Congratulations on your pregnancy!
Please ensure you have your health practitioner’s clearance, prior to beginning any exercise program.
Unfortunately, we don't offer programs for pregnancy at the moment, but we will offer them in the near future. However, you'll be able to safely perform 8fit workouts from levels 1 to 3 during your first trimester, since they don't include any jumping exercises.
Exercising is safe and benefits both you and your baby. You are likely to gain less weight and bounce back to your pre-pregnancy weight faster, labor and delivery may be easier and shorter, and you boost your baby’s brain activity.
A few tips to ensure safety for you and your baby during your exercise:
- Exercise at your exercise level. Don’t overexert yourself. Push to a level where you are still comfortable and can still hold a conversation.
1. Warm up and cool down.
2. Drink plenty of water before, during and after.
3. You will fatigue quicker. Please take breaks when you need to.
4. After the first trimester, avoid any supine (on your back) exercises. Replace with planks on forearms instead.

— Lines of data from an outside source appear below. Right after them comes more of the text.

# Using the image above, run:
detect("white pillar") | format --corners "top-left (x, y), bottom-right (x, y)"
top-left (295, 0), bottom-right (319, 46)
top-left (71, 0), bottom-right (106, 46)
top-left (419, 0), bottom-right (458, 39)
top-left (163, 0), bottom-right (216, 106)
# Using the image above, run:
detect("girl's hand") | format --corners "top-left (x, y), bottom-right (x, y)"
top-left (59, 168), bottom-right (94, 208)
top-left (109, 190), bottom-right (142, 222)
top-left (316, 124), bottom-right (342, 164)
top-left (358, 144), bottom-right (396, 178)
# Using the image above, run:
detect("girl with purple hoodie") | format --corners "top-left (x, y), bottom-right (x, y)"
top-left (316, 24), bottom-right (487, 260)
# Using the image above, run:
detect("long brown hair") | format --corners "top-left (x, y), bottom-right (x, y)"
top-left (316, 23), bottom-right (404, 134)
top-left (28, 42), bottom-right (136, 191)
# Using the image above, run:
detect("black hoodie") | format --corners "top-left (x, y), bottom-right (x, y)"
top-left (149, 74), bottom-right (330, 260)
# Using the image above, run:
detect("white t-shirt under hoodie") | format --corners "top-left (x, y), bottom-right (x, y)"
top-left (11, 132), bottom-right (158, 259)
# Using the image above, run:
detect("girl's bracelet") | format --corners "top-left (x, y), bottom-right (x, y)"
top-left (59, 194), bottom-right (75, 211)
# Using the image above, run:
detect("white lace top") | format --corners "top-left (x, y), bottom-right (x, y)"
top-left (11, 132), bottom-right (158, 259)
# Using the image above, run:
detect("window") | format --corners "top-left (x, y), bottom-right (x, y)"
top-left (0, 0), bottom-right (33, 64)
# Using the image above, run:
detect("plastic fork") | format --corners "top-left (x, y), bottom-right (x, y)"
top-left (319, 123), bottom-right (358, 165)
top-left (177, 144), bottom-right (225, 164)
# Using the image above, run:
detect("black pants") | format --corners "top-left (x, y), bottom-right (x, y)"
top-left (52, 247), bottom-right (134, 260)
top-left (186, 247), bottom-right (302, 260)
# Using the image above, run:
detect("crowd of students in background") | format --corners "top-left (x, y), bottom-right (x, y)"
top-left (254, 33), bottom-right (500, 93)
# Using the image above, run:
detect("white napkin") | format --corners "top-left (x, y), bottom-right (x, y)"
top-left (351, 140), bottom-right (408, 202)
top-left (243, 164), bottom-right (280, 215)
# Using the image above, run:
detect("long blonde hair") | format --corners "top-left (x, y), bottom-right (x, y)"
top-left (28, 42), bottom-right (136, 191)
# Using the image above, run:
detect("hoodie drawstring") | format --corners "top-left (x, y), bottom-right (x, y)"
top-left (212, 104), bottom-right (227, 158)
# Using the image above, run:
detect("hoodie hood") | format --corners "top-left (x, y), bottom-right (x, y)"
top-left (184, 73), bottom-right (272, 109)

5. Your balance will be affected. Please use a chair or wall to stabilize.
6. Your body will produce the hormone Relaxin. Please do not lunge or squat below 90°.
IMPORTANT: Listen to your body. Look out for certain warning signs, including sharp pain, shortness of breath, faintness, vaginal bleeding, dizziness or contractions. If you experience any of these symptoms, stop exercising immediately and give your practitioner a call.
With the combination of our meal plans and workout programs, we want to help you reach your fitness goals faster and have a healthy pregnancy.